April 15, 2013 was a day that Boston residents and the rest of the nation watched in horror, as the news of the Boston Marathon bombings flooded everyone’s television and social media. As horrible as this event was, and my thoughts go out to those who lost their lives and were injured by the explosions, it was also horribly covered by trusted news sources.

There were many mistakes, but according to the Huffington Post, specifically CNN reported that an arrest was made, when it hadn’t, and The New York Post pictured two men under a headline claiming they were connected to the bombings, when in fact, they were innocent.

In a time of crisis and panic, knowledge of the traumatic event can sometimes serve as a citizen’s only comfort. This is what a news station is meant to do, provide factual information that a person can rely on. Unfortunately, news sources did not serve that purpose during the Boston Marathon bombings.

People do make mistakes, we are only human. However, with a story this large, there needs to be more control on what information gets released. The post “Post-Industrial Journalism: Chapter 1″ references another mistake made by CNN: the incorrectly reported story about President Barack Obamas Affordable Care Act mandate. A specialist website that only covers the Supreme Court, correctly reported the mandate and was considered a better source than the internationally recognized CNN news.

This specialized website was able to correctly report the situation because it was created by two people, not involved in journalism politics seen today, according to the post “Post-Industrial Journalism: Chapter 1.” They were not under any deadlines, forcing the information to be pushed out, whether correct or not.

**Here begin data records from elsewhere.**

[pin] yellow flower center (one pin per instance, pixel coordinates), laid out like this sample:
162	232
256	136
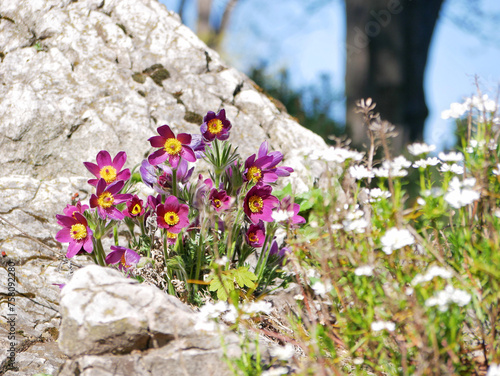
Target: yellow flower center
105	200
173	146
255	204
108	173
78	231
253	237
136	209
171	218
254	174
124	262
214	126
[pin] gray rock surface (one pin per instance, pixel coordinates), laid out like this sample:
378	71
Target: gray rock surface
81	76
136	329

I personally blame this quick-response reporting on social media. Everyone is so worried about “who said it first,” when we should be concentrating on “what is actually said.” Twitter updates in seconds, Facebook posts are accessed on all mobile devices, and the news is starting to incorporate both.

It is true, social media is some-what beneficial. The easy access allows everyone to stay connected and updated. However, it does not give news reporters or stations enough time to develop a completely accurate story that their viewers and readers can trust. If everyone needs to be instantly updated, there will be mistakes through the media because there simply is not enough time to do the appropriate fact checking.